Catalytic Dynamics and Oxygen Diffusion in Doped PrBaCo2O5.5+δ Thin Films

The Sr and Fe codoped double perovskites PrBaCo2O5.5+δ (PrBCO) thin films of Pr(Ba0.5Sr0.5)(Co1.5Fe0.5)O5.5+δ (PBSCFO) were epitaxially grown for chemical catalytic studies. The resistance behavior of PBSCFO epitaxial films was monitored under the switching flow of reducing and oxidizing gases as a function of the gas flow time, t, using an electrical conductivity relaxation (ECR) experimental setup. The R(t) vs t relationships determined at various temperatures show the occurrence of two oxidation processes, Co(2+)/Co(3+) ↔ Co(3+) and Co(3+) ↔ Co(3+)/Co(4+).

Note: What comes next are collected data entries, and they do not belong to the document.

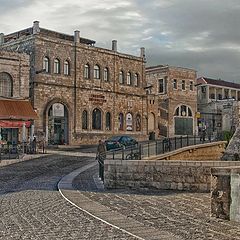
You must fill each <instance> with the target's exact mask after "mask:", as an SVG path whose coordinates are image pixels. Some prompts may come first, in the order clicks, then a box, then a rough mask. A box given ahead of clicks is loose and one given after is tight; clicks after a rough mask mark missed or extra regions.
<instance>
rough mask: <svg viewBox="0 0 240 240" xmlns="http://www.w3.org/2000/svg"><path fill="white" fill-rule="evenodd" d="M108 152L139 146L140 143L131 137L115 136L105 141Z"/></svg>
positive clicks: (123, 136) (109, 138) (127, 136)
mask: <svg viewBox="0 0 240 240" xmlns="http://www.w3.org/2000/svg"><path fill="white" fill-rule="evenodd" d="M105 144H106V148H107V150H111V149H118V148H119V149H121V148H126V147H130V146H137V145H138V142H137V140H136V139H134V138H133V137H129V136H113V137H111V138H109V139H107V140H106V141H105Z"/></svg>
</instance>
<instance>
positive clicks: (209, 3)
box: [0, 0, 240, 83]
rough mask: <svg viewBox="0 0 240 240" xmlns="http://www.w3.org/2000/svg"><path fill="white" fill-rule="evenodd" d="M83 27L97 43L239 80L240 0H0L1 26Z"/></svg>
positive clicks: (203, 75)
mask: <svg viewBox="0 0 240 240" xmlns="http://www.w3.org/2000/svg"><path fill="white" fill-rule="evenodd" d="M34 20H38V21H40V27H42V28H47V29H51V30H55V31H59V32H63V33H67V34H73V31H74V30H80V32H81V36H82V37H85V38H90V39H93V40H95V41H96V46H99V47H104V48H111V41H112V40H113V39H116V40H117V41H118V51H120V52H123V53H128V54H133V55H139V52H140V50H139V49H140V47H145V48H146V57H147V66H152V65H158V64H169V65H173V66H181V67H186V68H193V69H195V70H197V72H198V76H206V77H212V78H216V79H218V78H221V79H224V80H228V81H234V82H236V83H240V31H239V30H240V27H239V26H240V0H227V1H224V0H120V1H118V0H114V1H112V0H64V1H63V0H0V32H3V33H5V34H8V33H11V32H14V31H18V30H20V29H23V28H27V27H30V26H32V22H33V21H34Z"/></svg>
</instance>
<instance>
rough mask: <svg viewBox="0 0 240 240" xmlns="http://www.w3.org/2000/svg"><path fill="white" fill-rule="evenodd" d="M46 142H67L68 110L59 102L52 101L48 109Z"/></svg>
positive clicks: (67, 140) (64, 143)
mask: <svg viewBox="0 0 240 240" xmlns="http://www.w3.org/2000/svg"><path fill="white" fill-rule="evenodd" d="M47 126H48V144H50V145H65V144H68V111H67V108H66V107H65V106H64V105H63V104H61V103H54V104H53V105H52V106H51V107H50V108H49V110H48V125H47Z"/></svg>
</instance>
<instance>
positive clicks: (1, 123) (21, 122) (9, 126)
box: [0, 120, 31, 128]
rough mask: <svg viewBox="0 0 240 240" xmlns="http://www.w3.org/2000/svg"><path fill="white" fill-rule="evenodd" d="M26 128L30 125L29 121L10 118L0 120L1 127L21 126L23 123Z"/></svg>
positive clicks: (30, 124) (13, 126)
mask: <svg viewBox="0 0 240 240" xmlns="http://www.w3.org/2000/svg"><path fill="white" fill-rule="evenodd" d="M24 123H25V126H26V127H27V128H28V127H30V125H31V122H30V121H10V120H0V127H1V128H21V127H22V126H23V124H24Z"/></svg>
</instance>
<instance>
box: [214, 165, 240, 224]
mask: <svg viewBox="0 0 240 240" xmlns="http://www.w3.org/2000/svg"><path fill="white" fill-rule="evenodd" d="M232 163H233V162H232ZM211 174H212V189H211V215H212V216H213V217H217V218H221V219H226V220H234V221H238V222H240V207H239V206H240V191H239V186H240V167H239V166H238V167H226V168H223V167H222V168H212V170H211Z"/></svg>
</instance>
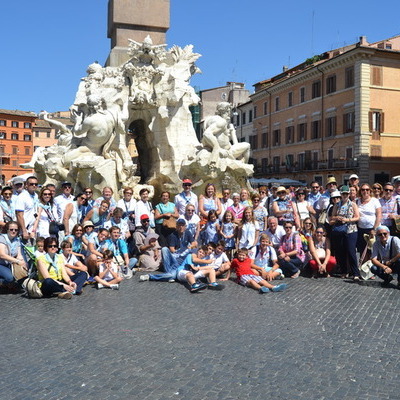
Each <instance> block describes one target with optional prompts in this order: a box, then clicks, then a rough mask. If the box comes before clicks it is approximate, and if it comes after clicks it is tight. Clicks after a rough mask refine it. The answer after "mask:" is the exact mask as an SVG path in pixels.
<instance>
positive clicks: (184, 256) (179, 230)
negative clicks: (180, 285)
mask: <svg viewBox="0 0 400 400" xmlns="http://www.w3.org/2000/svg"><path fill="white" fill-rule="evenodd" d="M167 242H168V247H163V248H162V249H161V252H162V260H163V265H164V271H165V273H164V274H157V275H151V274H150V275H142V276H141V277H140V280H141V281H148V280H151V281H163V282H171V281H174V280H175V279H176V273H177V269H178V267H179V266H180V265H181V264H182V263H183V261H184V260H185V258H186V256H187V255H188V254H189V253H190V252H191V251H192V249H194V248H195V247H196V246H197V243H196V242H195V241H194V238H193V235H192V234H191V233H190V231H188V230H187V229H186V221H185V220H184V219H183V218H179V219H178V220H177V221H176V229H175V231H174V232H172V233H171V234H170V235H169V236H168V238H167Z"/></svg>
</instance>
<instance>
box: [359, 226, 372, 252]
mask: <svg viewBox="0 0 400 400" xmlns="http://www.w3.org/2000/svg"><path fill="white" fill-rule="evenodd" d="M371 230H372V228H371V229H369V228H368V229H364V228H358V232H357V245H356V247H357V251H358V252H359V253H360V257H361V255H362V253H363V251H364V249H365V246H366V245H367V242H366V241H365V239H364V233H367V234H368V235H369V234H370V233H371Z"/></svg>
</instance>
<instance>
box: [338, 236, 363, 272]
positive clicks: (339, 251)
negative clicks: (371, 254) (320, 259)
mask: <svg viewBox="0 0 400 400" xmlns="http://www.w3.org/2000/svg"><path fill="white" fill-rule="evenodd" d="M332 241H333V243H334V247H335V249H336V254H335V257H336V260H337V262H338V263H339V265H340V271H341V273H346V272H347V271H348V270H350V273H351V274H352V275H353V276H360V270H359V269H358V263H357V254H356V243H357V232H352V233H345V232H335V231H333V232H332Z"/></svg>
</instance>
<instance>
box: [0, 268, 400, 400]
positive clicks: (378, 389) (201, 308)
mask: <svg viewBox="0 0 400 400" xmlns="http://www.w3.org/2000/svg"><path fill="white" fill-rule="evenodd" d="M285 281H286V282H287V283H289V284H290V287H289V288H288V290H287V291H286V292H282V293H268V294H264V295H260V294H258V293H257V292H256V291H253V290H251V289H248V288H244V287H240V286H239V285H237V284H236V283H234V282H227V285H226V288H225V290H224V291H222V292H215V291H206V292H203V293H198V294H191V293H189V291H188V290H187V289H186V288H184V287H183V286H181V285H179V284H177V283H173V284H171V283H156V282H139V281H138V276H137V275H136V276H134V278H133V279H132V280H130V281H126V282H123V283H122V285H121V289H120V290H119V291H111V290H100V291H98V290H96V289H94V288H92V287H87V288H86V289H85V293H84V294H83V295H82V296H80V297H74V298H73V299H72V300H69V301H68V300H59V299H55V298H54V299H38V300H28V299H25V298H22V297H20V296H19V295H2V296H0V302H1V321H2V323H1V327H2V356H1V357H2V362H1V370H0V376H1V378H0V383H1V389H0V398H1V399H21V400H27V399H29V400H30V399H39V400H43V399H75V398H79V399H99V400H103V399H139V400H145V399H152V400H160V399H176V400H180V399H196V400H197V399H268V398H271V399H290V400H295V399H321V400H322V399H365V400H372V399H376V400H382V399H400V383H399V372H398V367H399V352H398V349H399V345H400V333H399V332H400V324H399V312H398V308H399V304H400V290H397V289H395V288H394V287H392V288H388V289H385V288H381V287H380V286H379V284H378V282H370V283H367V284H353V283H352V282H346V281H343V280H340V279H336V278H329V279H319V280H311V279H307V278H299V279H297V280H289V279H286V280H285Z"/></svg>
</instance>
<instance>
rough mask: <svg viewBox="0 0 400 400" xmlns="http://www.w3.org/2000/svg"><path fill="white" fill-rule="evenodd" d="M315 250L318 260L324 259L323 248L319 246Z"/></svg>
mask: <svg viewBox="0 0 400 400" xmlns="http://www.w3.org/2000/svg"><path fill="white" fill-rule="evenodd" d="M316 251H317V257H318V258H319V259H320V260H325V258H326V252H325V249H321V248H319V249H317V250H316Z"/></svg>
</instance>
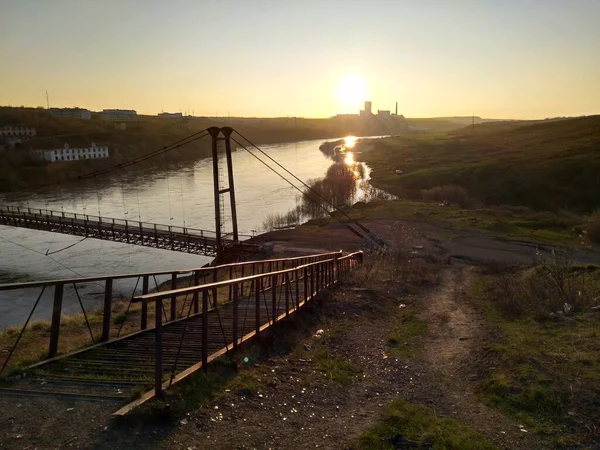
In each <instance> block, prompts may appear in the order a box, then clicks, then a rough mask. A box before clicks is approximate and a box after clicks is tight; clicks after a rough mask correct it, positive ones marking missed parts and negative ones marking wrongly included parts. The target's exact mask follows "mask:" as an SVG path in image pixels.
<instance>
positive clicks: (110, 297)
mask: <svg viewBox="0 0 600 450" xmlns="http://www.w3.org/2000/svg"><path fill="white" fill-rule="evenodd" d="M111 310H112V278H107V279H106V283H105V285H104V312H103V314H102V341H108V339H109V338H110V314H111Z"/></svg>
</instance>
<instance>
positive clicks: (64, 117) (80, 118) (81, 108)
mask: <svg viewBox="0 0 600 450" xmlns="http://www.w3.org/2000/svg"><path fill="white" fill-rule="evenodd" d="M50 115H52V116H53V117H64V118H67V119H83V120H90V119H91V118H92V112H91V111H90V110H89V109H84V108H50Z"/></svg>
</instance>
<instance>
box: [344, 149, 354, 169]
mask: <svg viewBox="0 0 600 450" xmlns="http://www.w3.org/2000/svg"><path fill="white" fill-rule="evenodd" d="M344 163H345V164H346V165H347V166H354V164H355V161H354V153H352V152H346V156H345V157H344Z"/></svg>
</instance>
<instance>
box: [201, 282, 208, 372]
mask: <svg viewBox="0 0 600 450" xmlns="http://www.w3.org/2000/svg"><path fill="white" fill-rule="evenodd" d="M202 369H203V370H204V371H205V372H206V370H207V369H208V291H207V290H206V289H205V290H203V291H202Z"/></svg>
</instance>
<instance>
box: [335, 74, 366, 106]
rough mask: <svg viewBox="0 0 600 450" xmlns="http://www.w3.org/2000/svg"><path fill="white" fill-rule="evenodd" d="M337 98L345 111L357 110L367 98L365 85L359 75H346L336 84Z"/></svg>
mask: <svg viewBox="0 0 600 450" xmlns="http://www.w3.org/2000/svg"><path fill="white" fill-rule="evenodd" d="M336 90H337V98H338V101H339V103H340V105H341V106H342V107H344V108H346V109H352V110H354V109H358V108H360V106H361V105H362V102H364V101H365V99H366V97H367V91H368V88H367V83H366V82H365V80H364V78H363V77H361V76H360V75H346V76H345V77H344V78H342V79H341V80H340V81H339V82H338V84H337V89H336Z"/></svg>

Mathematical fitting of the observed R(t) vs t relationships was carried out using Ficks second law for one-dimensional diffusion of charge carriers to derive the diffusivity D(T) and τ(T) for the two processes at various temperatures, T. The D(T) vs T relationships were analyzed in terms of the Arrhenius relationship to find the activation energies Ea for each process. Oscillations in the dR(t)/dt plots, observed under oxidation reactions, were discussed in terms of a layer-by-layer oxygen vacancy exchange diffusion mechanism. Our work suggests that thin films of LnBCO (Ln = lanthanide) with their A and B sites doped as in PBSCFO are excellent candidates for the development of low or intermediate temperature energy conversion devices and gas sensor applications.